Hospital for Special Surgery, 535 E 70th St, New York, NY, 10021, USA.
Weill Cornell Medical College, New York, NY, USA.
Eur Spine J. 2023 Dec;32(12):4184-4191. doi: 10.1007/s00586-023-07958-0. Epub 2023 Oct 5.
The goals were to ascertain if differences in imaging/clinical characteristics between women and men were associated with differences in fusion for lumbar degenerative spondylolisthesis.
Patients had preoperative standing radiographs, CT scans, and intraoperative fluoroscopic images. Symptoms and comorbidity were obtained from patients; procedure (fusion-surgery or decompression-alone) was obtained from intraoperative records. With fusion surgery as the dependent variable, men and women were compared in multivariable logistic regression models with clinical/imaging characteristics as independent variables. The sample was dichotomized, and analyses were repeated with separate models for men and women.
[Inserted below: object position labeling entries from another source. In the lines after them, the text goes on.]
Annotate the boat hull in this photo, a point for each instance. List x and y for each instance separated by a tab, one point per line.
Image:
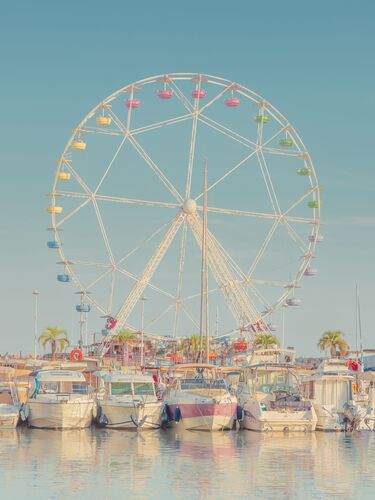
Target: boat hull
133	416
60	415
9	416
279	422
203	416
For 380 patients (mean age 67, 61% women), women had greater translation, listhesis angle, lordosis, and pelvic incidence, and less diastasis and disc height (all p ≤ 0.03). The rate of fusion was higher for women (78% vs. 65%; OR 1.9, p = 0.008). Clinical/imaging variables were associated with fusion in separate models for men and women. Among women, in the final multivariable model, less comorbidity (OR 0.5, p = 0.05), greater diastasis (OR 1.6, p = 0.03), and less anterior disc height (OR 0.8, p = 0.0007) were associated with fusion. Among men, in the final multivariable model, opioid use (OR 4.1, p = 0.02), greater translation (OR 1.4, p = 0.0003), and greater diastasis (OR 2.4, p = 0.0002) were associated with fusion.
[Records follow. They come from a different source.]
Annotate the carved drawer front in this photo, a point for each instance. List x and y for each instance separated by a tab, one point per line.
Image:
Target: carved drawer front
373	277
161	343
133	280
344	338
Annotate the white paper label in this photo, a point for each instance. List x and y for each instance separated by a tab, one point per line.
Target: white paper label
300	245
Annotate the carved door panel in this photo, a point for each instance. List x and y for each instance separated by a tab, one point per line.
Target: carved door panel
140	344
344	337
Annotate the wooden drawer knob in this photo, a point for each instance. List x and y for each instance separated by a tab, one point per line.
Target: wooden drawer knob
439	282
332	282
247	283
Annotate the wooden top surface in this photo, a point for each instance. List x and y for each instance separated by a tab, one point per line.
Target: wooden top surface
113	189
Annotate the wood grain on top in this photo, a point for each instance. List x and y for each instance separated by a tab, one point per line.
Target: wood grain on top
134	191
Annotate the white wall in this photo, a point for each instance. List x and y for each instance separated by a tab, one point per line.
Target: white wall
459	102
There were differences in imaging characteristics between men and women, and women were more likely to undergo fusion. Differences in fusion within groups indicate that decisions for fusion were based on composite assessments of clinical and imaging characteristics that varied between men and women.
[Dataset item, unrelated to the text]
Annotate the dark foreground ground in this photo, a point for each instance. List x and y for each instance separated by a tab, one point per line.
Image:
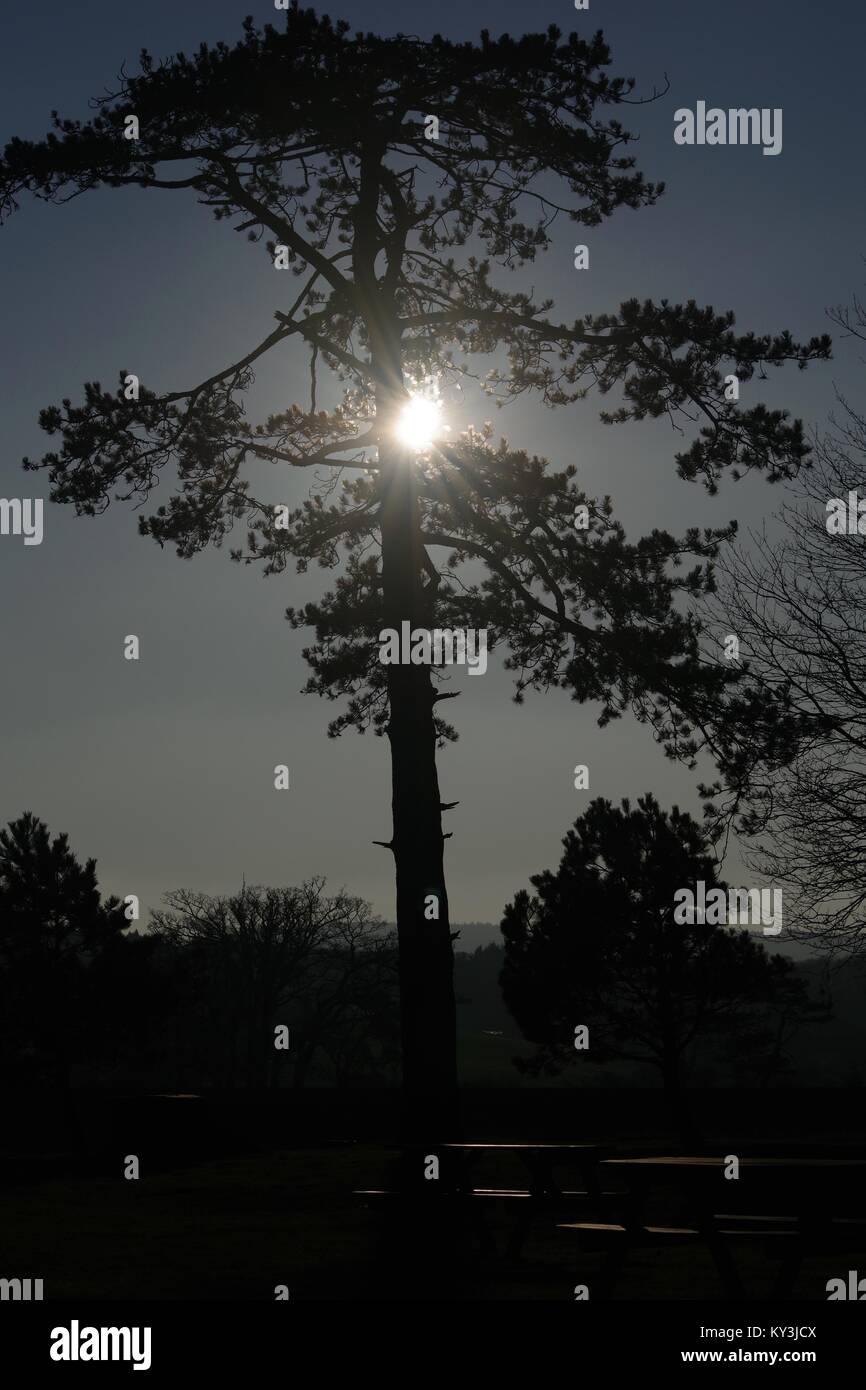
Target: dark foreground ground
225	1208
本研究旨在确定男女患者影像学/临床特征的差异是否与腰椎退行性滑脱融合的差异有关。
患者术前接受站立位 X 线片、CT 扫描和术中透视图像检查。症状和合并症通过患者获得,手术方式(融合手术或单纯减压术)通过术中记录获得。以融合手术为因变量,通过多变量逻辑回归模型,将女性和男性的临床/影像学特征作为自变量进行比较。样本分为两组,对男性和女性分别进行独立模型的分析。
在 380 名患者(平均年龄 67 岁,61%为女性)中,女性的平移、滑脱角度、腰椎前凸、骨盆入射角更大,而失稳和椎间盘高度更小(所有 p 值均 ≤ 0.03)。女性融合率更高(78% vs. 65%;OR 1.9,p = 0.008)。在男性和女性的独立模型中,临床/影像学变量与融合相关。在女性中,在最终的多变量模型中,合并症较少(OR 0.5,p = 0.05)、失稳较大(OR 1.6,p = 0.03)和前椎间盘高度较低(OR 0.8,p = 0.0007)与融合相关。在男性中,在最终的多变量模型中,使用阿片类药物(OR 4.1,p = 0.02)、平移较大(OR 1.4,p = 0.0003)和失稳较大(OR 2.4,p = 0.0002)与融合相关。
男女患者的影像学特征存在差异,女性更有可能接受融合。同一组内融合的差异表明,融合决策是基于对男女患者临床和影像学特征的综合评估。